This morning I’ve been in a great mood. I’ve felt light, happy, energetic and positive and then my Dad turned up for a visit with a woman that he’s been seeing for about the past year or so and is about to move in with next week and my energy levels changed completely. This is the first time I’ve met Sophie, my sisters have all met her several times which strikes me as a little odd, and within minutes of meeting her, I felt anxious for her and her future.
Dad, as usual, took centre stage. Everything was all about him; his health, his work, his future, his feelings. Every time she spoke he either discredited her words with a putdown of some kind or he ignored what she said. Dad hasn’t changed one bit and I fear that the woman that I’ve just met won’t be the woman I encounter in a few months times when they’ve lived together a while. I feel as though my Dad’s energy has drained me like a leech. I hate the way he treats women as second-class citizens. He talks down to and them and doesn’t listen to anything they say as though his opinion is always better.

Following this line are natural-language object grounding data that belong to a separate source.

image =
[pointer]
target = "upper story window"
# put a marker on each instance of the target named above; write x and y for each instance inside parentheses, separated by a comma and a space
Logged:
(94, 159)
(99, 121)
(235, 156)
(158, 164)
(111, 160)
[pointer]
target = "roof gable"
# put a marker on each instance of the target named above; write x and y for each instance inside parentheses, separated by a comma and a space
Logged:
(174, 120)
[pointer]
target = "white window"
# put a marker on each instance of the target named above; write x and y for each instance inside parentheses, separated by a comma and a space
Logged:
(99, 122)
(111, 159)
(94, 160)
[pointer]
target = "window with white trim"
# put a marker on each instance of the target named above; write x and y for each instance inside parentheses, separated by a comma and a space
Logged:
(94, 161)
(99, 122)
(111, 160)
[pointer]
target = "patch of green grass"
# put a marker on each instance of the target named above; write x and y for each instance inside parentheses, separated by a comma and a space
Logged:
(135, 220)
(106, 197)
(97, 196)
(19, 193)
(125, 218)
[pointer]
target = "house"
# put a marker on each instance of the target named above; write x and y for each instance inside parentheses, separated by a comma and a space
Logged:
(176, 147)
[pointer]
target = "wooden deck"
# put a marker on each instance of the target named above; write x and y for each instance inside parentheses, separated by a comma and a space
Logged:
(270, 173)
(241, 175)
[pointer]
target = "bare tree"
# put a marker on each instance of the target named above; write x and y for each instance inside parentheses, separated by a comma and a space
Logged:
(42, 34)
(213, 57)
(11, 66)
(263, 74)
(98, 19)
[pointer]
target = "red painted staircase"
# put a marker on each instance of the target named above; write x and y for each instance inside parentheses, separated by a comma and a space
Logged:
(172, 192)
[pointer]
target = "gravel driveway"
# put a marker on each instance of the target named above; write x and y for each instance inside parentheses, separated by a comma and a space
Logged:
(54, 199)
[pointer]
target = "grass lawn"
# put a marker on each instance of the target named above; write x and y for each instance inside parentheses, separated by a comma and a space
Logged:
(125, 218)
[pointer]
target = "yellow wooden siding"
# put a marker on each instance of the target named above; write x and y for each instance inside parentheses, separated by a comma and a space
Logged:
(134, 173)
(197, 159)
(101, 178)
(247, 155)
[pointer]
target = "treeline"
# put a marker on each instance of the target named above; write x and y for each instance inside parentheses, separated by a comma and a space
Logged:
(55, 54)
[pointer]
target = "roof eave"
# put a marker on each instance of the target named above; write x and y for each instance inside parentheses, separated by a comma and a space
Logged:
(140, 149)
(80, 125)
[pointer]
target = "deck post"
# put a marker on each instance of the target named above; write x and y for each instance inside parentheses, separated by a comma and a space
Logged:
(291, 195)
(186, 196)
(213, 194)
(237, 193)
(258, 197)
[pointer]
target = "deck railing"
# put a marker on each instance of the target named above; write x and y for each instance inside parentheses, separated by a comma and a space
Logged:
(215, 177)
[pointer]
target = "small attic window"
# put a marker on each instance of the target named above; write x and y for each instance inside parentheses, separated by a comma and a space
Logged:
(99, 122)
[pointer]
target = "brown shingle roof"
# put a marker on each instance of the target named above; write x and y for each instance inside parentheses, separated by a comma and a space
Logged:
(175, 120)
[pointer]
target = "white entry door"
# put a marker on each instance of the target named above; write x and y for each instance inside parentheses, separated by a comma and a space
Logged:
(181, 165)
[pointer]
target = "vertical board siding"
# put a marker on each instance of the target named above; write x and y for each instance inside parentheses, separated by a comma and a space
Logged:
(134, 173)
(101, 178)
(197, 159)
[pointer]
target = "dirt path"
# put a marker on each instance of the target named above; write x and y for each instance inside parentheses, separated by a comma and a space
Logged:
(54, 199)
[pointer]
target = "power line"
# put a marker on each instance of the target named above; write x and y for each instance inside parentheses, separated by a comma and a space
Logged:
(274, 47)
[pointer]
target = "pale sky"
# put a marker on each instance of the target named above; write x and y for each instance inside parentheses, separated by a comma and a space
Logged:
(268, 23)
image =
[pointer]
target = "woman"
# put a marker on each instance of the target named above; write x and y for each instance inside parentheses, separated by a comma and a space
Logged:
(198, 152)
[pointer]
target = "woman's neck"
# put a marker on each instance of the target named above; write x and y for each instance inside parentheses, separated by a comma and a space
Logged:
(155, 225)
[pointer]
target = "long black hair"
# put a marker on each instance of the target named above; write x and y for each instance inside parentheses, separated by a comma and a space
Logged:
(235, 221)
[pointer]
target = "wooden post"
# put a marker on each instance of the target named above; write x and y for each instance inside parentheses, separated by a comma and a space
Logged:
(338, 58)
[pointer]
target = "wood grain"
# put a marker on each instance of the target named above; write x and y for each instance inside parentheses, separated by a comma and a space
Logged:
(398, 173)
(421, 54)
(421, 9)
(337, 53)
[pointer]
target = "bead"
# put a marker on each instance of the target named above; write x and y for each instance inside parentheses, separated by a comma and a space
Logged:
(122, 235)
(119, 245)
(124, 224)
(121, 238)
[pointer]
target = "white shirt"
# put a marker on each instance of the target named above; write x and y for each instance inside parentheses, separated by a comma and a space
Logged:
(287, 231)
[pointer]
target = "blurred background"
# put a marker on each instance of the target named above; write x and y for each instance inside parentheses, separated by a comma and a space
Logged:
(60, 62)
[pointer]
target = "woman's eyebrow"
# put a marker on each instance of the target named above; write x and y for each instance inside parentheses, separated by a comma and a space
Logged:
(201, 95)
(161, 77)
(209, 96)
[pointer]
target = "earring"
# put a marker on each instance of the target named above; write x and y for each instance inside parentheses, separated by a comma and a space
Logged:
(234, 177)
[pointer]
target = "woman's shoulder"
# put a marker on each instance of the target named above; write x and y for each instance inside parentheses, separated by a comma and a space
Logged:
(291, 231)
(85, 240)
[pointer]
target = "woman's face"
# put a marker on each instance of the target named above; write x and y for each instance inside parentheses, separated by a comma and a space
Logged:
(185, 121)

The more I see the true father I have the more I realise that there was no wonder that I attracted similar into my life with Tom and the more I see of the both of them, the more the odds increase of me staying single for the rest of my life. I no longer think it’s worth it. I no longer trust men enough to let one into my life, romantically. I am at my happiest with my kids, my nieces and nephews and my friends and that’s the way it’s going to stay, I think.